Response time has attracted increased interest in educational and psychological assessment for, e.g., measuring test takers' processing speed, improving the measurement accuracy of ability, and understanding aberrant response behavior. Most models for response time analysis are based on a parametric assumption about the response time distribution. The Cox proportional hazard model has been utilized for response time analysis for the advantages of not requiring a distributional assumption of response time and enabling meaningful interpretations with respect to response processes. In this paper, we present a new version of the proportional hazard model, called a latent space accumulator model, for cognitive assessment data based on accumulators for two competing response outcomes, such as correct vs. incorrect responses.
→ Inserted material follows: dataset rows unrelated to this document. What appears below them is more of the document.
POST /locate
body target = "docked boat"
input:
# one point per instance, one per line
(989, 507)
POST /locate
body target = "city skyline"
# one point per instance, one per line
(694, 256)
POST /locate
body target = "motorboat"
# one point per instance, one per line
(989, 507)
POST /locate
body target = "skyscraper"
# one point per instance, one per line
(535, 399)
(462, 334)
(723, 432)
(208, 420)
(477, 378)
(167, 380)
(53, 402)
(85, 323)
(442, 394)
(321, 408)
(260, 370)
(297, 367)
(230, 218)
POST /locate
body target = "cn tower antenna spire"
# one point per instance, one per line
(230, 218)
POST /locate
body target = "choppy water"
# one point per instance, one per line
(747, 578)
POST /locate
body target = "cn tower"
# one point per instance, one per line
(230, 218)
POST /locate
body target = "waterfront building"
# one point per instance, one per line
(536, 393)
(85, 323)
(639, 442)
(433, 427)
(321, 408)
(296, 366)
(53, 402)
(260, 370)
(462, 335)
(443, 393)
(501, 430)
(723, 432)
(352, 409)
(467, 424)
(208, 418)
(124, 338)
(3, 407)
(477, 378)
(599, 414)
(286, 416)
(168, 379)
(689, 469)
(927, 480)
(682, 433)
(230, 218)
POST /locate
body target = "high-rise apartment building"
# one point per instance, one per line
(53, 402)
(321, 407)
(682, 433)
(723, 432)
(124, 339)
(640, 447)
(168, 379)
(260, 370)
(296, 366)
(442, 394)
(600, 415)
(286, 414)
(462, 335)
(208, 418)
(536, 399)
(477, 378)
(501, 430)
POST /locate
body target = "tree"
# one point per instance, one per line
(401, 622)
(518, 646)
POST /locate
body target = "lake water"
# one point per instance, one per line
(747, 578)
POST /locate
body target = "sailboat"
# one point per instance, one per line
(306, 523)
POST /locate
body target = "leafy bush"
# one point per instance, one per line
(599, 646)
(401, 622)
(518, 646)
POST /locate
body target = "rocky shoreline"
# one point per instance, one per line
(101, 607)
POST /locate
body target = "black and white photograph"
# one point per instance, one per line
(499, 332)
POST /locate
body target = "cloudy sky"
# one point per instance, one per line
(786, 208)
The proposed model extends a previous accumulator model by capturing dependencies between respondents and test items across accumulators in the form of distances in a two-dimensional Euclidean space. A fully Bayesian approach is developed to estimate the proposed model. The utilities of the proposed model are illustrated with two real data examples.

翻译：反应时在教育与心理评估中日益受到关注，例如用于测量受测者的处理速度、提升能力评估精度，以及理解异常作答行为。大多数反应时分析模型基于反应时分布的参数假设。Cox比例风险模型因无需反应时分布假设，并能对反应过程进行有意义的解释，已被应用于反应时分析。本文针对认知评估数据，提出一种基于两类竞争性反应结果（如正确与错误反应）累积器的新型比例风险模型，称为"潜在空间累积模型"。该模型通过二维欧氏空间中的距离形式，捕捉不同累积器中受测者与测验项目之间的依赖关系，从而扩展了先前的累积器模型。我们发展了一种完全贝叶斯方法对模型进行估计，并通过两个真实数据示例展示了模型的应用价值。